The fall in Hong Kong’s retail sales slowed in January but the overall outlook still looked miserable for some businesses on Thursday.

The city’s total retail sales for the month, provisionally

estimated at HK$43.6 billion, dropped by 6.5 per cent year on year, smaller than the fall of 7.8 per cent and 8.5 per cent in last November and December respectively.

Sales of jewellery, watches and other luxuries continued to dwindle in January while sales of durable goods such as cars, electronics and furniture, fell almost 20 per cent from the same time last year.

Thomson Cheng Wai-hung, chairman of the Hong Kong Retail Management Association – which represents more than 7,800 retail outlets in the city – said he feared the result for February would be far worse than January’s as the usual rise in sales powered by pre-Lunar New Year holiday spending was over.

“The February figure will be very unsatisfactory,” Cheng said. “Some of our members even felt the market had collapsed. Everyone is worried.”

A government spokesman said the fall reflected a “protracted slowdown in inbound tourism and also weakening local consumption sentiment amid the uncertain economic outlook”.

But Daniel Chong Wai-chung, chief executive of Yata, a department store chain specialising in Japanese food and products, said he was not worried about the outlook for the economy.

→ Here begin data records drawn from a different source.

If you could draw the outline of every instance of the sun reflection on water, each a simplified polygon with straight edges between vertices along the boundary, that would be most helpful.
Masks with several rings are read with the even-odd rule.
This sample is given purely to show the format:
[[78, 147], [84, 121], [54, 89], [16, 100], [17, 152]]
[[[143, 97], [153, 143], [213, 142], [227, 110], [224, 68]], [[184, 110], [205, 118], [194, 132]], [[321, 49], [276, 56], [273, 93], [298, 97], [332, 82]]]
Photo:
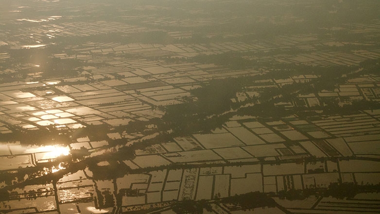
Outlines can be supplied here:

Bucking the overall downward market trend, Yata’s sales grew 5.4 per cent in the first two months of this year, compared to the same time last year, fuelled by a 25.5 per cent increase in sales of menswear plus a 5 per cent increase of sales in supermarkets.

“We expect we will continue to perform well in March,” said Chong, attributing his company’s good start to the year to a mix of factors including careful preparation, a cold January and strong demand during the Lunar New Year.

According to Chong, department stores and supermarkets – unlike jewellery and cosmetic stores – could weather the current “retail winter” because they sell a much broader range of products.

Adding he remained “cautiously optimistic” about the city’s retail sector, Chong said Yata had plans to add three more stores in Hong Kong in 2017.

“We don’t worry at all. We know continuing to yell ‘worry’ doesn’t solve the problem,” he said. “Ask what you can do on your own.”